BGT Digital | PPC Management & Consulting




Running Google Ads without tracking revenue is like driving blindfolded. You know you’re moving, but you have no idea if you’re going the right direction.

Most businesses track calls and form fills. That’s a start. But it doesn’t tell you which campaigns actually make you money.

Here’s how to set up proper revenue tracking so you know your real ROI.

Why Lead Tracking Isn’t Enough

A lead is not a customer. You can generate 100 leads and close zero deals. Or generate 10 leads and close 8.

If you’re only tracking leads, you’re optimizing for the wrong thing. You’ll keep spending on campaigns that generate enquiries but not revenue.

The goal isn’t more leads. It’s more profitable leads.

What You Actually Need to Track

To know if your Google Ads are working, you need to track:

  • Which campaigns generate leads
  • Which leads turn into customers
  • How much revenue each customer brings
  • Which campaigns have the best ROI (not just the most leads)

This means connecting your Google Ads to your CRM or booking system.

How to Set It Up

Step 1: Use a lead tracking tool

Tools like WhatConverts, CallRail, or your CRM can track the full journey from click to revenue.

When someone calls or fills out a form, the tool captures:

  • Which ad they clicked
  • Which keyword triggered it
  • Their contact details
  • The landing page they came from

Step 2: Mark leads as won/lost in your CRM

When you close a deal, mark it as “won” in your CRM and add the revenue amount.

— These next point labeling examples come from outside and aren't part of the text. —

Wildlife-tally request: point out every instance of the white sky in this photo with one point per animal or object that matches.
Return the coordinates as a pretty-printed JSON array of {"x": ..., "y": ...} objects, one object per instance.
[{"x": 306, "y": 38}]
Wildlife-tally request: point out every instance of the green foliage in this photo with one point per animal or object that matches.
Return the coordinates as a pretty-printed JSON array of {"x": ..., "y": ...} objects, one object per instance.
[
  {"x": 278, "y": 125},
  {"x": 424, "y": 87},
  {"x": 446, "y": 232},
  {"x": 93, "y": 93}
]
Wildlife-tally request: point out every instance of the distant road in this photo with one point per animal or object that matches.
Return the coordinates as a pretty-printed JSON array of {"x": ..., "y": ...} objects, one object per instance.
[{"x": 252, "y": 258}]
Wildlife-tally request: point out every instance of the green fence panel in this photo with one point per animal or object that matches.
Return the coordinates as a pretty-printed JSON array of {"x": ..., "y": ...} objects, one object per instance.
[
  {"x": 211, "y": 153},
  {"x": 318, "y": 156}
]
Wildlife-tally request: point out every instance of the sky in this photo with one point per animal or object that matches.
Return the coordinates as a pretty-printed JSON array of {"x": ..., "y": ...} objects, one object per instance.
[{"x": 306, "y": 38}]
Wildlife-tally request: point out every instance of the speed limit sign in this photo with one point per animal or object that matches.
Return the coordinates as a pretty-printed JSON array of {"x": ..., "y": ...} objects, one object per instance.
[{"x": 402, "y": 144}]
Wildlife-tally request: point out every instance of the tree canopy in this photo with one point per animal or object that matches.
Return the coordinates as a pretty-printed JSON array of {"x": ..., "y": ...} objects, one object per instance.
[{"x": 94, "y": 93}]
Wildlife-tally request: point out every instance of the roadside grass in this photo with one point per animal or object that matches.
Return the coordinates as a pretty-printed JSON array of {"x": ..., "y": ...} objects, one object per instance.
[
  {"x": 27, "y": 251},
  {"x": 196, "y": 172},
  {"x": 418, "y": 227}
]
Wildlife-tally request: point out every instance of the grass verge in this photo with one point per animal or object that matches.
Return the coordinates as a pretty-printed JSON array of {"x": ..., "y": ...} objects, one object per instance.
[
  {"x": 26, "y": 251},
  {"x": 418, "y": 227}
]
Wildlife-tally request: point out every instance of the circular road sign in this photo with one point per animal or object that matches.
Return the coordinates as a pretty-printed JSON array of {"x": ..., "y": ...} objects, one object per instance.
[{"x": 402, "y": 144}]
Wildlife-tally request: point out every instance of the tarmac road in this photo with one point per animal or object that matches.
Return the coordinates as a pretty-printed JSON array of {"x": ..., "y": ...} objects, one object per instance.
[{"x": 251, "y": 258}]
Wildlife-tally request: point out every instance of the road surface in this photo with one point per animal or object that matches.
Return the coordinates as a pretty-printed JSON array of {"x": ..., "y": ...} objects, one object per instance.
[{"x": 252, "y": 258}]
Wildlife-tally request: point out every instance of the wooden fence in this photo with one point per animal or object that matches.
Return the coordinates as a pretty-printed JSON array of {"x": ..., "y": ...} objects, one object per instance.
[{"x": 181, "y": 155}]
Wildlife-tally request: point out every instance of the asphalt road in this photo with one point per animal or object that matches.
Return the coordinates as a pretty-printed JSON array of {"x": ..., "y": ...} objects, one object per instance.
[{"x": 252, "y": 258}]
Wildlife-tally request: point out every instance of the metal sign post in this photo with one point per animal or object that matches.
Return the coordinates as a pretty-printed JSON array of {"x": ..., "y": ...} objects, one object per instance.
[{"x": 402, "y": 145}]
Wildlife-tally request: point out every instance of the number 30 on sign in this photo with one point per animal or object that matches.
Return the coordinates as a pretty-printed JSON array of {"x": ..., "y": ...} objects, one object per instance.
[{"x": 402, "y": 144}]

When you lose a deal, mark it as “lost” and note why (wrong location, too expensive, not interested, etc.).

Step 3: Connect your CRM to Google Ads

Use offline conversion tracking to send “won” deals back to Google Ads.

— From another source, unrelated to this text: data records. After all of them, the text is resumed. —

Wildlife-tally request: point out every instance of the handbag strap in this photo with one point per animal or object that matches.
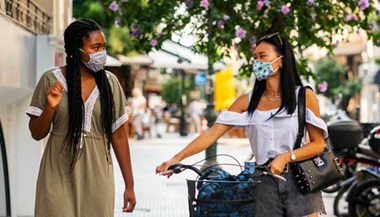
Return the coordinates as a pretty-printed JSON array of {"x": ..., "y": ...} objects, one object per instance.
[{"x": 301, "y": 116}]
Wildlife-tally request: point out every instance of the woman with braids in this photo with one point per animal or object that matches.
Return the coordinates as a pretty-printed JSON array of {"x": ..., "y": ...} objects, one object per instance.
[
  {"x": 84, "y": 109},
  {"x": 269, "y": 114}
]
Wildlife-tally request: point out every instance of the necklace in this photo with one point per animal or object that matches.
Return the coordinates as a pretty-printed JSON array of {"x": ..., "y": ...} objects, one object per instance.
[{"x": 272, "y": 98}]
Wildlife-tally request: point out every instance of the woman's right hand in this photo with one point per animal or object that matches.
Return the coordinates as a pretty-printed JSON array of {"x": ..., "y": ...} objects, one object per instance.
[
  {"x": 165, "y": 165},
  {"x": 54, "y": 94}
]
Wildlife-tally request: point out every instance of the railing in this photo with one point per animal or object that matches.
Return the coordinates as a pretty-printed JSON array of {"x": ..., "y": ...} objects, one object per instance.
[{"x": 28, "y": 14}]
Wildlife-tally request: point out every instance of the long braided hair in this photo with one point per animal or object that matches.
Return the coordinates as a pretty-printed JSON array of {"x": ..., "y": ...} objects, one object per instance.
[{"x": 74, "y": 35}]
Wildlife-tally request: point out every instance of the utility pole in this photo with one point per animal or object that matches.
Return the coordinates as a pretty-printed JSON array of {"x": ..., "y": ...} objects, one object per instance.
[{"x": 210, "y": 113}]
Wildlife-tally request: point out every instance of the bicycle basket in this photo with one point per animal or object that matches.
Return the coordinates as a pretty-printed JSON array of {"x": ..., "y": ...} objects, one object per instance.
[{"x": 223, "y": 195}]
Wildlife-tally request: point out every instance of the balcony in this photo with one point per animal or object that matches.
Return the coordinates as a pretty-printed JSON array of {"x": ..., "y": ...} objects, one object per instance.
[{"x": 27, "y": 14}]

This tells Google which campaigns drive actual revenue, not just clicks or leads. Google’s algorithm can then optimize for revenue instead of just lead volume.

What This Looks Like in Practice

Let’s say you’re running two campaigns:

  • Campaign A: 50 leads, 5 customers, £10k revenue
  • Campaign B: 20 leads, 8 customers, £16k revenue

If you’re only tracking leads, Campaign A looks better (50 vs 20).

But Campaign B actually makes more money (£16k vs £10k) with a higher close rate (40% vs 10%).

Without revenue tracking, you’d keep spending on Campaign A and miss the fact that Campaign B is your winner.

Common Mistakes

Mistake 1: Only tracking phone calls

Forms matter too. Some customers prefer email. Track both.

Mistake 2: Not tracking which leads close

If you don’t mark deals as won/lost, you can’t see which campaigns drive revenue.

Mistake 3: Waiting too long to set this up

The sooner you start tracking revenue, the sooner you can optimize for it. Don’t wait until you’ve spent £10k to realize half your campaigns don’t convert.

Final Thoughts

Lead tracking tells you what’s happening. Revenue tracking tells you what’s working.

If you’re serious about ROI, track the whole funnel—not just the first step.